The following are a series of notes and musings on the city of Rotterdam, adapted from my daily travelogue.
Rotterdam: dynamic city! vibrant city! Rotterdam: a busy, working-class, city; a city of ports and production; a forward-looking city, a Modern city.
When people told me of Rotterdam, I imagined an amalgam of Berlin, Warsaw, and Shanghai. In my imagination, the place was gritty and lit up at night in a way that made the old Dutch canal towns seem false and phony. I thought of a city of great contemporary architecture, of buildings that jut at odd angles and movie screens on towers playing Blade Runner on repeat.
But the Rotterdam of my imagination I never found. Instead, on a rainy day as I walked from the west of the city down an old tree-lined street, I discovered the end of Rotterdam and the beginning of an unresolved clash. There, at the bomb line, I always turned back, looking for some other center and never finding it.
The city with a hollow center
Rotterdam is a city with a hollow center. Leveled by the Nazis in World War II, the city’s center has since played host to the half-realized dreams of a dozen architects.
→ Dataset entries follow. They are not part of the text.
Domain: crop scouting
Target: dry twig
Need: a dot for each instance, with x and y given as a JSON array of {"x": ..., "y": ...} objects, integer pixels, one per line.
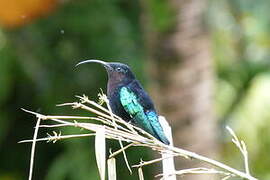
[{"x": 117, "y": 129}]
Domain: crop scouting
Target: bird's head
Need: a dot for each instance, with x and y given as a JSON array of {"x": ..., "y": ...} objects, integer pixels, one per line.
[{"x": 117, "y": 72}]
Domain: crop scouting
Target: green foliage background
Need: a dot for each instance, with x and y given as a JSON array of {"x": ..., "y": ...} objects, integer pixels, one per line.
[{"x": 37, "y": 71}]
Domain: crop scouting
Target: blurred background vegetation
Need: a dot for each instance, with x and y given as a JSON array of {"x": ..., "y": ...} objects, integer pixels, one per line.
[{"x": 42, "y": 40}]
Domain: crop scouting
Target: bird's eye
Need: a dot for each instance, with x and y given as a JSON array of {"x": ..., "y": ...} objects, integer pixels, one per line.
[{"x": 118, "y": 69}]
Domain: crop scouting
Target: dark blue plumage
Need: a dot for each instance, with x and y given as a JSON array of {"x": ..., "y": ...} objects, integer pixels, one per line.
[{"x": 128, "y": 99}]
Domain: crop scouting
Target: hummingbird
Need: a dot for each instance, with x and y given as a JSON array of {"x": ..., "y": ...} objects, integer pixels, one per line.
[{"x": 129, "y": 100}]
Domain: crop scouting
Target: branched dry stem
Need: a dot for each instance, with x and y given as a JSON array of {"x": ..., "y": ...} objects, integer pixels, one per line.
[{"x": 115, "y": 128}]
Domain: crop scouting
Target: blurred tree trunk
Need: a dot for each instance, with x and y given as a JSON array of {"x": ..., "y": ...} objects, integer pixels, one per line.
[{"x": 182, "y": 74}]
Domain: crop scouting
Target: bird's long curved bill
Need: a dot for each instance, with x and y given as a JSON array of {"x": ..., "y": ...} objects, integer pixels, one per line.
[{"x": 93, "y": 61}]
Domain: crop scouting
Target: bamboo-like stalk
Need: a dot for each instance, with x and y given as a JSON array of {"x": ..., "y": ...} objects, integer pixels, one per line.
[{"x": 115, "y": 128}]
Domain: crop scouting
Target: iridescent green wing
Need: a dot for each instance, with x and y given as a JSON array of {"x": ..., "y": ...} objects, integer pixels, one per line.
[{"x": 130, "y": 103}]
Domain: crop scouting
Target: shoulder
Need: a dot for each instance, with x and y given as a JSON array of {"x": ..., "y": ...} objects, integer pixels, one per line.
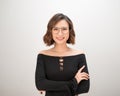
[{"x": 45, "y": 52}]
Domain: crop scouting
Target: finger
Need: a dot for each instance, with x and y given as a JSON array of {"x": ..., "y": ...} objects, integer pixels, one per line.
[{"x": 82, "y": 68}]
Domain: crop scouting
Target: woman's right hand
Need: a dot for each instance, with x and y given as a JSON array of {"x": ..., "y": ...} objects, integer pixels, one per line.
[{"x": 81, "y": 75}]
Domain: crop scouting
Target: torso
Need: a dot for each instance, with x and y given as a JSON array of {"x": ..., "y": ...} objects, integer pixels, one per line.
[{"x": 70, "y": 52}]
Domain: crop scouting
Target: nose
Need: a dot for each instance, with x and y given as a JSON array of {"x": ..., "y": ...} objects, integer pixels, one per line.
[{"x": 60, "y": 32}]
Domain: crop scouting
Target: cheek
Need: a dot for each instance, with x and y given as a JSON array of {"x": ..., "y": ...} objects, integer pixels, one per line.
[{"x": 67, "y": 36}]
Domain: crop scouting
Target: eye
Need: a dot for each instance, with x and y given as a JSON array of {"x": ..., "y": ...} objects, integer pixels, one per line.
[
  {"x": 64, "y": 28},
  {"x": 55, "y": 29}
]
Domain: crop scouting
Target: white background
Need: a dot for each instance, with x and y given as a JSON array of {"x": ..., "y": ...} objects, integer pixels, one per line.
[{"x": 23, "y": 24}]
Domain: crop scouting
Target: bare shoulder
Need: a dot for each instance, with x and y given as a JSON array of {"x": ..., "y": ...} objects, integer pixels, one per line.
[{"x": 46, "y": 52}]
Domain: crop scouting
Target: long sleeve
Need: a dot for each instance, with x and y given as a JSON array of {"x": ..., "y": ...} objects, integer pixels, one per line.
[
  {"x": 83, "y": 86},
  {"x": 44, "y": 84}
]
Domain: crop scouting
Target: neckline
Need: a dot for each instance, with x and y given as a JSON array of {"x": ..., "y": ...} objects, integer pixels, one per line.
[{"x": 61, "y": 56}]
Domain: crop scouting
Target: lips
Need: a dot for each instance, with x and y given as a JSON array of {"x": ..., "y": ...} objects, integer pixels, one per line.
[{"x": 59, "y": 38}]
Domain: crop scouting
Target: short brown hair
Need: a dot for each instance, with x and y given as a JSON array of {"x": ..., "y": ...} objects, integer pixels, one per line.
[{"x": 48, "y": 40}]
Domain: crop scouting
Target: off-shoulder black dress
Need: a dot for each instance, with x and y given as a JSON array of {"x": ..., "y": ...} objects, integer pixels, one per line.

Modern skyscrapers tower over older, less gleaming skyscrapers, and the effect is something like a modern Chinese boomtown that is neither crumbling nor fascinating. Dutch cities are sometimes grand and sometimes charming, but Rotterdam, the modern city, is neither. It leads from one irresolution to another, and the result is a cold, windswept place that feels dead and empty after dark.
Every so often, at one of the city’s less lustrous modern buildings, there is a photograph of old Rotterdam posted on the wall. These show busy black and white street scenes from the 1930s- a Rotterdam of grand civic architecture, old trams, train stations, and smokestacks. I wonder if the citizens here do not like from time to time imagine a history of that Rotterdam. Would they still be proud?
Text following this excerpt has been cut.